For the first time, the CROHME Competition make available to participants a corpus of expressions which can allow to train Language Models. The source of this corpus is the Math Information Retrieval competition NTCIR-12 MathIR . We provide three corpus, from the more general to the more specific to CROHME tasks:

  • The full corpus Wiki_formulas_v0.1: All math expressions from Wikipedia (592 000 expressions). It includes MathML and LaTeX for each formula (as provided in the NTCIR-12 collection) in some HTML files. Available here (.bz2 file of 16Mo, 408Mo uncompressed)
  • The filtered corpus CROHME_Tex_formulas_v0.2: the same LaTeX expressions but filtered with some criteria (95782 expressions):
    • no duplicate expression;
    • only ANSI characters;
    • only symbols accepted by the Grammar IV of the competition.
    However, about the half the these expressions does not respect the grammar. Available here
  • The filtered corpus CROHME_Gram4_Wiki_formulas_v0.2: the same previous LaTeX expressions but filtered by the Grammar IV: 68883 are remaining. Available here

File Formats and Tools

Data from CROHME 2014 and earlier competitions is available online from IAPR TC-11: tc11.cvc.uab.es/datasets/CROHME-2014_2.

For CROHME 2016 training data will be provided in the same InkML (XML) format used in previous competitions. These InkML files may be visualized using an online tool: saskatoon.cs.rit.edu/inkml_viewer/.

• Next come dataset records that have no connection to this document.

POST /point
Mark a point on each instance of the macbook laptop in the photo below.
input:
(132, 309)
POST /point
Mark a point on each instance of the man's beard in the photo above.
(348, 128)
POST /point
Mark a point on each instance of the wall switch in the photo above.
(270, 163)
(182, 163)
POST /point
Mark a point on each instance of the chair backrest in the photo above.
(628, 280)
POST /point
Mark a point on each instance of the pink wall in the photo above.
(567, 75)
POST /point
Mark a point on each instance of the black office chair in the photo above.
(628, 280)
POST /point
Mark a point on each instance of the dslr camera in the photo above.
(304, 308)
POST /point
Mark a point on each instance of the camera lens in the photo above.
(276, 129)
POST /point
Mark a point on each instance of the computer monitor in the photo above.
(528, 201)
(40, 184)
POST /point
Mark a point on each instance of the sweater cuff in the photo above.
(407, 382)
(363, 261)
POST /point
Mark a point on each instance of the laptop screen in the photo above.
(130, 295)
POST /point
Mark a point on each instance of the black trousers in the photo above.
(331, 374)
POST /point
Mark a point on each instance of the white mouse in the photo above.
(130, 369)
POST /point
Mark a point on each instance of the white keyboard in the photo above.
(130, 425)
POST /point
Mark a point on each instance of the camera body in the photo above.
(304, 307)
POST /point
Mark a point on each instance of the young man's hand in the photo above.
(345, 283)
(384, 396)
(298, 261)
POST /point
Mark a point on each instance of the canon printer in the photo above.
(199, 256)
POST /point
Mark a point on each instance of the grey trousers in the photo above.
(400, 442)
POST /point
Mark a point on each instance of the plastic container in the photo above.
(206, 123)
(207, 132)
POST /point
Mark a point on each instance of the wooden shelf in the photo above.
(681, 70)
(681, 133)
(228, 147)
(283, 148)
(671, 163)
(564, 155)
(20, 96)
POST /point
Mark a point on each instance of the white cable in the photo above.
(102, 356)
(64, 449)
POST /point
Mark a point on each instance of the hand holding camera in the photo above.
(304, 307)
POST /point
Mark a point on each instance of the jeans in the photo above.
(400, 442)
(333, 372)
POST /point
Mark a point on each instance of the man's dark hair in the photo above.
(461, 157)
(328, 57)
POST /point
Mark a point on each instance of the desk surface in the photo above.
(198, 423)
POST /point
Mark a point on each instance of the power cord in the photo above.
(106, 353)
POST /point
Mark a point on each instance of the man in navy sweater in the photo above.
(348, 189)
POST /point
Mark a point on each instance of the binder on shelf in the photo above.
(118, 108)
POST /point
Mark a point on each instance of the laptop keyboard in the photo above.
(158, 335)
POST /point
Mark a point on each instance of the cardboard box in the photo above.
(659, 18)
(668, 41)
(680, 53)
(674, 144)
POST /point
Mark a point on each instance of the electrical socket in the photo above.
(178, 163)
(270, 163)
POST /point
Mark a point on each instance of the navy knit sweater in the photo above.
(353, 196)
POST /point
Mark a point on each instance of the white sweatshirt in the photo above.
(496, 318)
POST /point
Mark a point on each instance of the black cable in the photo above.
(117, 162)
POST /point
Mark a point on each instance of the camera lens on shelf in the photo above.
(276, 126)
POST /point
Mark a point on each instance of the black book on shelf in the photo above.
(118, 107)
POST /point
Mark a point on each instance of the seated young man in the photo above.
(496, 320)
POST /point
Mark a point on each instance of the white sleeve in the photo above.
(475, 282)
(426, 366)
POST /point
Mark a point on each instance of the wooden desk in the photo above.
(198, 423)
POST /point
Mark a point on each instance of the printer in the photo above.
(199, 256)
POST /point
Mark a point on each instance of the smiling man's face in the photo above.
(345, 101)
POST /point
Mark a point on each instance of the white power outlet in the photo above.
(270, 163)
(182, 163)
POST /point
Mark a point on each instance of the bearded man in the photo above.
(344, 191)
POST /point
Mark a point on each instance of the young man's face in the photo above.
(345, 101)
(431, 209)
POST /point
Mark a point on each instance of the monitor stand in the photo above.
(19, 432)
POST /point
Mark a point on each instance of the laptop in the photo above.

Recognition outputs will be in a Comma-Separated Variable (.csv) format representing a labeled graph over handwritten strokes (.lg). Updated libraries for conversion between InkML and LG formats (CROHMELib) along with tools for evaluation and visualization (LgEval) will be provided on the competition web page. Earlier versions of these tools are available online: www.cs.rit.edu/~dprl/Software.html. The updated evaluation tools LgEval can be obtained online using: git clone http://saskatoon.cs.rit.edu:10001/root/lgeval.git

Result file format

The file format is exactly the same as during CROHME2014. Here are more precisions (which are consistent with CROHME2014):

  • CROHME2016-Symbols task (task 2) : the result file is a csv file listing all isolated samples, one sample per line, giving its UID + a list of up to 10 classes ranked (first is the best). Junk class is included but results will be shown with and without junk class (as in 2014) : (cf python script evalSymbIsole.py from CROHMELib)
    • MfrDB3907_85801, a, b, c, d, e, f, g, h, i, j
      MfrDB3907_85802, 1, |, l, COMMA, junk, x, X, \times
  • CROHME2016-Matrices task (task 4) : LG structure can handle several labels per stroke and relation, thus the matrix structures are overlapping the symbol labels with these labels : "*M" (Matrix), "*R" (Row), "*C" (column), "*C" (cell); linked with the relations "NcellR", "NcellC", "Nrow", "Ncol" which means "next cell in row", "next row in matrix" , ...
  • CROHME2016-Formulas (task 1) and CROHME2016-structure (task 3) : there were some inconsistencies in ground-truth of CROHME2014 with relations from structures with limits (sum, limit, integral). We are trying to do better this year. The rules are :
    • Limits of an integral or summation ( \int or \sum ) should be designated as Above/Superscript and Below/Subscript, consistent with the locations of the limits relative to the operator (i.e. the location of the limits matters)
    • the sub part of a limit (\lim symbol) should always be Below the \lim object (munder in MathML)
    • the \prime symbol is always in superscript (as in this LaTeX string $f^\prime$)
For more details, please see the script "crohme2lg.pl" which is used for the conversion of inkml files.